Huizen Holland is a project used to split data which contains information about how many houses there are/or were in an area in a specific year. The new data can then be used for research on the multiple villages and the cities.
In order to use the code to process the data there are two things that can be done. These are:
- Downloading the code directly from github to a local folder.
- Have an IDE to open the code and run it from within the IDE.
- Call the java application by using the command line.
- Have the java application downloaded and ready for use.
Remember to make sure the files needed exist in the same folder as the application/code and are in the correct format for the program to handle them.
The format for the first file, e.g. the database with the raw information about the number of houses, to pass as an argument is as follows:
YEAR | LINK | HOUSES | KM2 |
---|---|---|---|
1840 | HO1351 | 1353 | 12.4549 |
1840 | HO1351 | 1353 | 12.4549 |
1840 | HO1351 | 1353 | 12.4549 |
The YEAR column contains the year of the record, e.g. the year when the initial measurement was done.
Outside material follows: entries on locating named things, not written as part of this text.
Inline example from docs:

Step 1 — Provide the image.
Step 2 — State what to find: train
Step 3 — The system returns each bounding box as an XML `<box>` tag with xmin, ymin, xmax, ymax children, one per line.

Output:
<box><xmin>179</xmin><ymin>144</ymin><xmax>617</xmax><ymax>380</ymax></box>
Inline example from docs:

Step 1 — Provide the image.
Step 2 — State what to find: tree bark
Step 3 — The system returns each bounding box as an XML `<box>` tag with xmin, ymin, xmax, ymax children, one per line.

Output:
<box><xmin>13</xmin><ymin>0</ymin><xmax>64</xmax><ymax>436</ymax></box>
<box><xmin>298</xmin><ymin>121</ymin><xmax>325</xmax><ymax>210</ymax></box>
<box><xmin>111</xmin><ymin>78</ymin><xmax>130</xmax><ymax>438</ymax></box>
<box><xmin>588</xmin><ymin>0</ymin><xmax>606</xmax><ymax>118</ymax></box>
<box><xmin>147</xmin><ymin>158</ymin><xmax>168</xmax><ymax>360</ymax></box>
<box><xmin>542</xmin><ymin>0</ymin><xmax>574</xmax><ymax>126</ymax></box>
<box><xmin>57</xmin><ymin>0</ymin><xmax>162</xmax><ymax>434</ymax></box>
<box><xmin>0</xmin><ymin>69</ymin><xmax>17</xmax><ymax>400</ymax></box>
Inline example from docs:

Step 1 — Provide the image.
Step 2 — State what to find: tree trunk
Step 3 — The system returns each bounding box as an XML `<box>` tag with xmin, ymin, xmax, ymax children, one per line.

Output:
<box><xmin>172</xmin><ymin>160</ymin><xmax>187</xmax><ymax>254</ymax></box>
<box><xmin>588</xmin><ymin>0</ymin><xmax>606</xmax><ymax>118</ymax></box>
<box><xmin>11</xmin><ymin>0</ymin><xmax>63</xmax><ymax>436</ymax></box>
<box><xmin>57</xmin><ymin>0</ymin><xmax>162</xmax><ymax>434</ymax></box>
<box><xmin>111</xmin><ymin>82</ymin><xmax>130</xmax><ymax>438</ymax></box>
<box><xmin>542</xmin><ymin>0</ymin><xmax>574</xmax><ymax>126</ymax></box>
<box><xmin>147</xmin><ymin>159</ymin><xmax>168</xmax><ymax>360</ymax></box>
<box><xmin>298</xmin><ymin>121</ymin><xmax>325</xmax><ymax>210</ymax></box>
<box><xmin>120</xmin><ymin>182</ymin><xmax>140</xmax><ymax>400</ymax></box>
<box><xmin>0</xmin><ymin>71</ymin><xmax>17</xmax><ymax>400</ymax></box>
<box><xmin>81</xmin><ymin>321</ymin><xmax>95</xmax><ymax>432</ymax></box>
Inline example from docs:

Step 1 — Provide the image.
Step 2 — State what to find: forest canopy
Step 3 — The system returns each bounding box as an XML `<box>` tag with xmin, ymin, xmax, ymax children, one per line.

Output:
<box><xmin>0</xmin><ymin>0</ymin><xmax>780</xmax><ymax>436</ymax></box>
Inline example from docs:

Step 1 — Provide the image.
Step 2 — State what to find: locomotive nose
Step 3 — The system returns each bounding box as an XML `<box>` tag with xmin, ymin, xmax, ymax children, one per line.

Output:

The LINK column contains the Link(s) that make up the location(s) used for the initial measurement. The HOUSES column contains the number of houses that were present in that area in that year. The KM2 column contains the amount of square kilometres that spans the location.
The format for the second file, e.g. the database with the square kilometres per split location (LINK) to pass as an argument is as follows:
SHORT ID | 1477 | 1632 | 1840 |
---|---|---|---|
HO1351 | 12.4549 | 12.4549 | 12.4549 |
HO1351A | 7.8463 | 7.8463 | 7.8463 |
HO1351B | 4.6351 | 4.6351 | 4.6351 |
The SHORT ID column contains the Link that makes up the location for which the amount of square kilometres is for. The 1477 column contains the amount of square kilometres for the SHORT ID. The 1632 column contains the amount of square kilometres for the SHORT ID. The 1840 column contains the amount of square kilometres for the SHORT ID.
Note. there can be more year columns than represented in the example above.
The export file does not have to have a specific format, or even to exist before usage of the code. This is all handled by the program itself. Therefore only a pathname needs to be given for the export file to be called.
The notes file does not have to have a specific format, or even to exist before usage of the code. This is all handled by the program itself. Therefore only a pathname needs to be given for the notes file to be called.
The export file is the file that contains the processed data which can then be used for research. The format given to the export file by the program will be about the same as the square kilometres data file, namely:
CODE | 1477 | 1632 | 1840 |
---|---|---|---|
HO1351 | 13543 | N/A | N/A |
HO1351A | N/A | 9546 | 12896 |
HO1351B | N/A | 6543 | 8213 |
The CODE column contains the Link code of the location for which the data is collected. The 1477 column contains the amount of houses for that location in that year. The 1632 column contains the amount of houses for that location in that year. The 1840 column contains the amount of houses for that location in that year.
Note. there can be more year columns than represented in the example above.
After the export, this file can be used by researchers to collect information about the number of homes for the given Link code. This Link code can then be combined with other information to get statistics about a certain location.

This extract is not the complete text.